Benzmer, G. (1932): Giftige Tiere und tierische Gifte.- Kosmos, Gesellschaft der Naturfreunde. Brodmann, P. (1987): Die Giftschlangen Europas und die Gattung Vipera in Afrika und Asien. - Bern(Kuemmerly & Frey), 148 S. Holzberger.
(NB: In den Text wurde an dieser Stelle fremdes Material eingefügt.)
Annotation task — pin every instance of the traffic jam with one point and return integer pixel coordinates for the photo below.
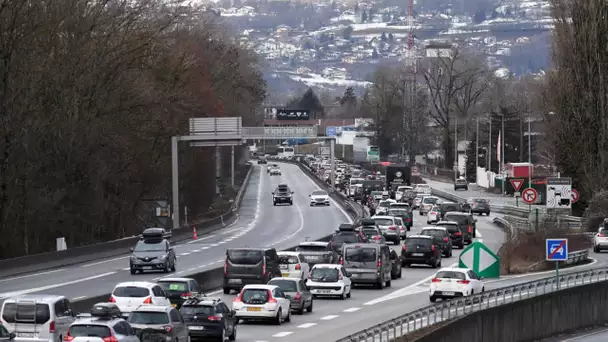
(270, 285)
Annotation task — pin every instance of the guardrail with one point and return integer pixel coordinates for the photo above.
(445, 311)
(86, 253)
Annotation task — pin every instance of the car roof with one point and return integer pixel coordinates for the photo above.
(145, 284)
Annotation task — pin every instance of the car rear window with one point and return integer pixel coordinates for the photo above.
(197, 310)
(148, 317)
(450, 275)
(131, 291)
(360, 254)
(285, 285)
(174, 286)
(255, 296)
(89, 330)
(38, 313)
(413, 242)
(288, 259)
(244, 256)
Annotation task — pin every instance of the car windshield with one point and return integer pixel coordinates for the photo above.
(324, 274)
(245, 256)
(450, 275)
(148, 317)
(384, 222)
(131, 292)
(89, 330)
(361, 254)
(255, 296)
(150, 246)
(174, 286)
(285, 285)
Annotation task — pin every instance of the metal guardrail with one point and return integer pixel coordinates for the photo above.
(445, 311)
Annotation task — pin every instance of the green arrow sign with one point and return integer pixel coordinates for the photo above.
(479, 258)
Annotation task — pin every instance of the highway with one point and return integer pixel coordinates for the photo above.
(259, 224)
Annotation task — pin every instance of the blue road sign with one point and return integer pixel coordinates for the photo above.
(331, 131)
(557, 249)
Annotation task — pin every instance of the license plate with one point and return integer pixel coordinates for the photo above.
(26, 335)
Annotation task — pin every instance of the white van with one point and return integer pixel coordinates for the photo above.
(37, 317)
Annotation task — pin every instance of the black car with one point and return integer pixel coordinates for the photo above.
(464, 219)
(420, 249)
(461, 184)
(208, 317)
(282, 194)
(441, 237)
(478, 206)
(180, 289)
(457, 232)
(153, 252)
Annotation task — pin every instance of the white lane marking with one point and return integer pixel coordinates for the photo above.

H. (1981): Zur Haltung der Einheimischen Kreuzotter(Vipera berus). herpetofauna, Ludwigsburg, 3(10): 6-9. Muschketat, L&R. (1989): Erfahrungen bei der Aufzucht einer Kreuzotter (vipera berus berus). -herpetofauna, Ludwigsburg, 3 (63) 6 - 10. Schiemenz, H. (1987): Die Kreuzotter.(Die Neue Brehm - Bücherei), 108 S. Orth, K. (1992): Haltung und Nachzucht der Kreuzotter (vipera b. berus). -Salamandra, Bonn, 28: 121-124. Orth, K. (1994): Europäische Vipern im Terrarium.- herpetofauna, Ludwigsburg, 16 (93):31. Schweiger, M. (1992): Die Europäische Hornviper Vipera ammodytes (Linnaeus, 1758),Teil 2: Haltung und Zucht.- herpetofauna, Weinstadt, 14 (78): 11-16 Trutnau, L. (1981): Schlangen Bd. 2, Giftschlangen. -Stuttgart (Ulmer), 200 S.